Cryopreservation effect on sperm viability, mitochondrial membrane potential, acrosome integrity and sperm capacitation of alpaca spermatozoa detected by imaging flow cytometry
Alexei Santiani, Javier F. Juárez, Pablo Allauca, Brian Román, Alejandra Ugarelli, Shirley Evangelista‐Vargas
Abstract
Eighty-five sperm samples were cryopreserved and SYBR14/PI, MitoTracker Deep Red FM, FITC-PSA/PI and chlortetracycline were used for imaging flow cytometry evaluation of sperm viability, mitochondrial membrane potential (MMP), acrosome integrity and sperm capacitation, respectively. Sperm motility was also registered. Sperm motility (46.1 ± 7.7 vs. 24.1% ± 6.5%), sperm viability (49.8 ± 11.5 vs. 32.3% ± 9.6%) and high MMP (49.8% ± 12.4% vs. 34.9% ± 9.9%) decreased significantly (p < .05) during cryopreservation process, in contrast to acrosome-reacted in viable spermatozoa (1.0% ± 1.6% vs. 1.0% ± 1.0%) and sperm capacitation (10.0 ± 9.8 vs. 8.2% ± 12.4%) that were similar (p > .05) before and after cryopreservation.
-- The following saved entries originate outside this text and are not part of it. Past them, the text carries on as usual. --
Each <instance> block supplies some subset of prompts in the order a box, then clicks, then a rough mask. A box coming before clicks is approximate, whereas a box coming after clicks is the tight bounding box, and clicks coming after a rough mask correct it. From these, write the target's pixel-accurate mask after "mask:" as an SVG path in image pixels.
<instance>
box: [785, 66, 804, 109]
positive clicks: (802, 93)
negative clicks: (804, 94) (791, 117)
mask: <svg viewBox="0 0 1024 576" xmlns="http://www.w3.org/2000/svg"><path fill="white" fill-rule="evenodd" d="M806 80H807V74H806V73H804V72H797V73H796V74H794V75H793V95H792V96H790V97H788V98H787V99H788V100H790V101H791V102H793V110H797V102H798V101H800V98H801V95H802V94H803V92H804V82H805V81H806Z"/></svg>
Positive correlations were found between sperm motility versus high MMP (r = .63), sperm motility versus sperm viability (r = .67) and sperm viability versus high MMP (r = .88). In conclusion, cryopreservation of alpaca spermatozoa is related to a decrease in sperm motility, sperm viability and high MMP, meanwhile acrosome integrity and sperm capacitation are not affected.